ハマ

ざくろの色のハマのレビュー・感想・評価

ざくろの色(1971年製作の映画)
4.5
正直なところ評価のしようが無い。
アルメニアや宗教史を勉強するよりも絵画の知識があったほうが楽しめるかも。
一応ストーリーとしては「王妃を愛してしまった宮廷詩人サヤトは、その想いを美しい詩と琴の演奏で伝えるが、恋が叶わなかったばかりか、彼は修道院に幽閉されてしまう。絶望の淵に立った彼は・・・」といったところだが、この作品のうまみは映像美。私が映画に求めるものとすれば、感情の起伏を呼び起こすものや映像表現による絶対的な説得力といったエンターテイメントそのものであった。
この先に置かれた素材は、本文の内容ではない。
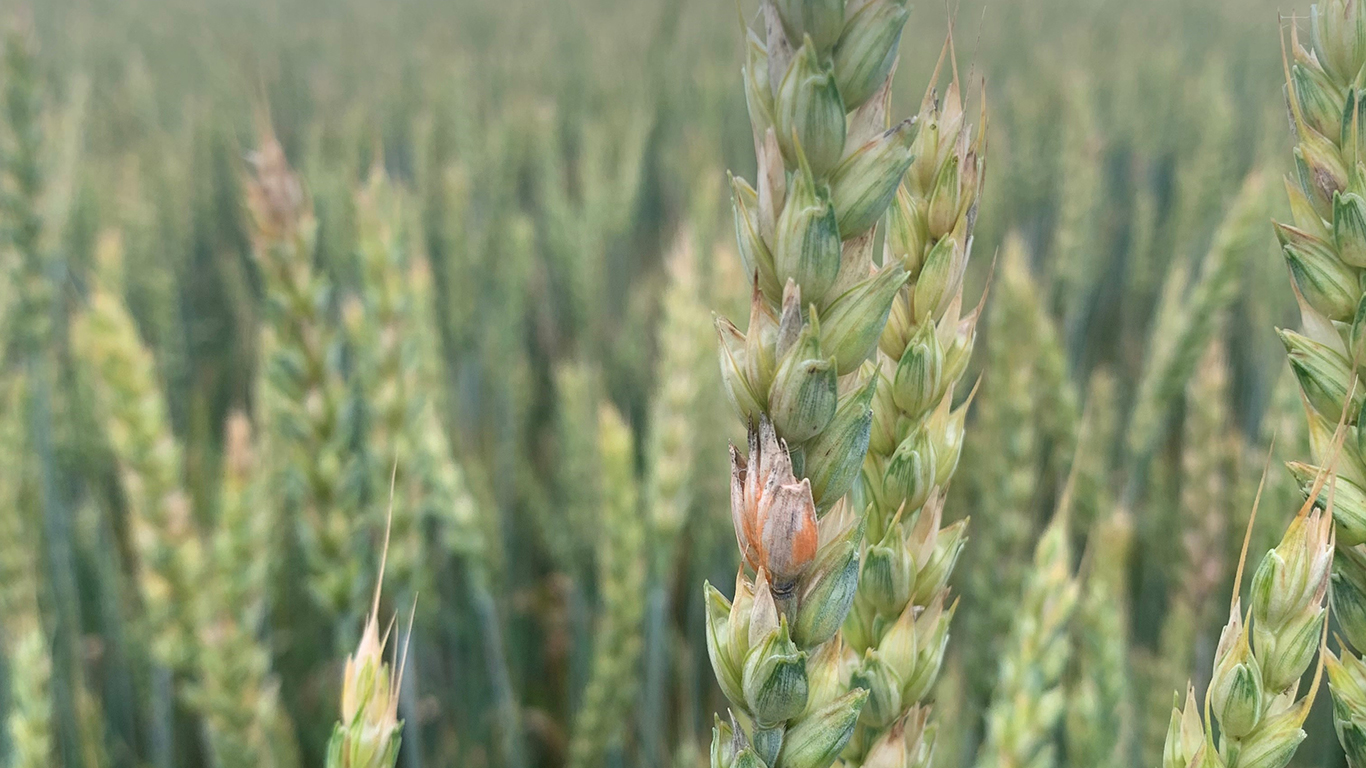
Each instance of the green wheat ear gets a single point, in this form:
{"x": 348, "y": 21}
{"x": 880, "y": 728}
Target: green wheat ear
{"x": 1325, "y": 249}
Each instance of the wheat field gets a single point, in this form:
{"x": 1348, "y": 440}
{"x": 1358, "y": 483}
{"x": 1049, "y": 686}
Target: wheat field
{"x": 761, "y": 384}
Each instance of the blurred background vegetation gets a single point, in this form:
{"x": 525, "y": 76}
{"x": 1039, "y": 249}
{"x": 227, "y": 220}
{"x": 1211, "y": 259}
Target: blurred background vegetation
{"x": 548, "y": 183}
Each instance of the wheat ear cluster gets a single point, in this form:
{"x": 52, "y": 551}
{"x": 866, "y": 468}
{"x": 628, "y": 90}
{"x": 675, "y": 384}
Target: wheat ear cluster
{"x": 1325, "y": 252}
{"x": 831, "y": 167}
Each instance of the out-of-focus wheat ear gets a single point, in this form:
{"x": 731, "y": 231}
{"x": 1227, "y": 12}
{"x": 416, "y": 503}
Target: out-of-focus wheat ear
{"x": 603, "y": 716}
{"x": 1029, "y": 701}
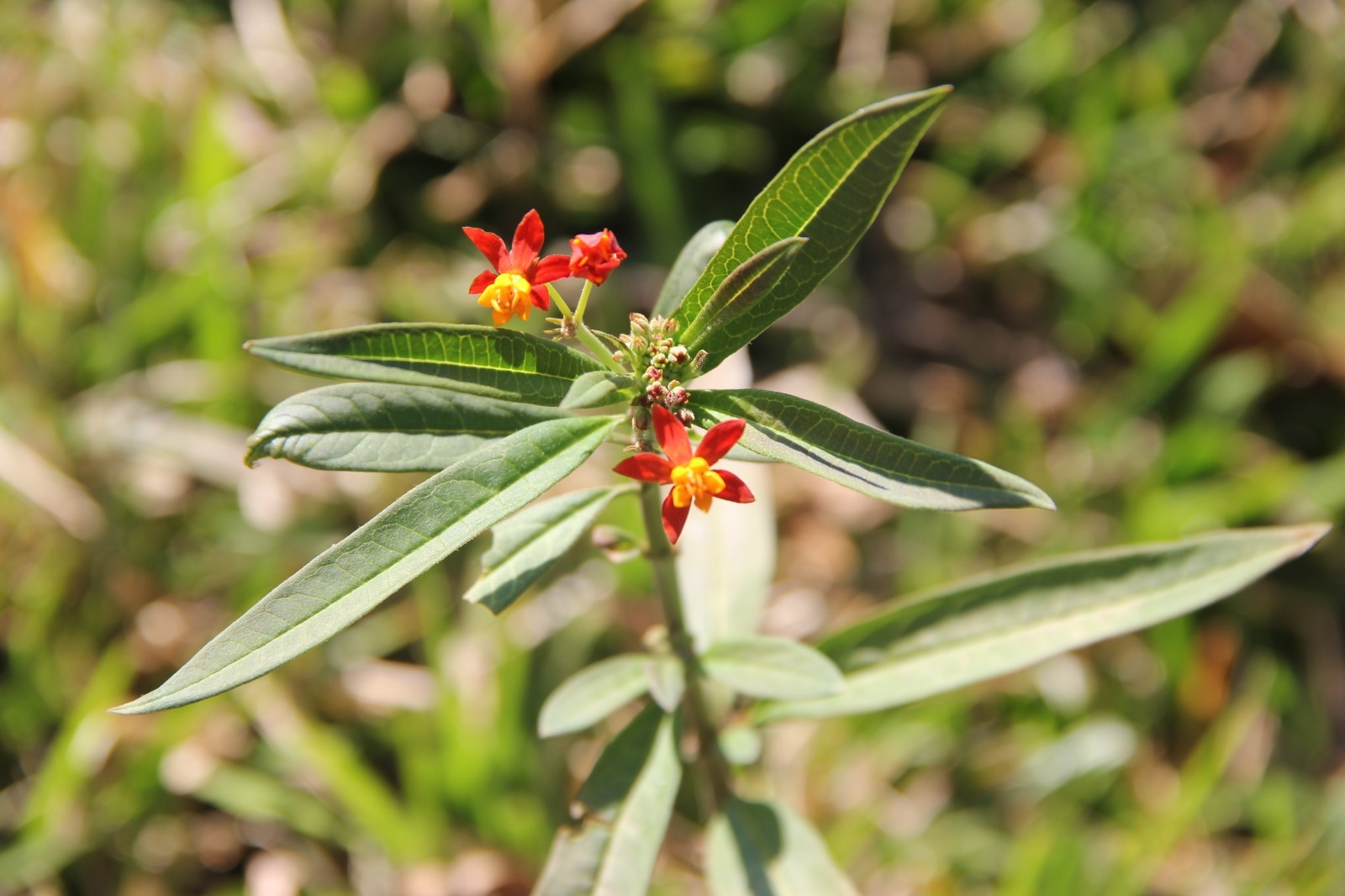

しかしこれを見てエンターテイメントの定義はそもそも曖昧なものだと教えられた。『ざくろの色』はストーリーは無いようなものでひたすらに完璧耽美な画で圧倒される。これは映画なのか、それとも絵画なのか。絵画の如く見せるために俳優の動きや所作が平面的に制限されているのは滑稽にも思えるが、やはり完膚無きまでの緻密な画づくりと色彩に圧倒される。絵画のような画づくりでいえばウェスアンダーソンが筆頭に挙げられるが、この作品がカルトとされる所以は時間軸の喪失とも考えられる。絵画(写真)と映像の差異は時間軸といえるが、この作品はストーリーに対するカットの使い方がナンセンスに近いために時間軸すらも感じさせない。とはいえ映像としてパターン的な動きによるダイナミックさはクセになる。動く画集を見ているかのような不思議な気分にしてくれる作品。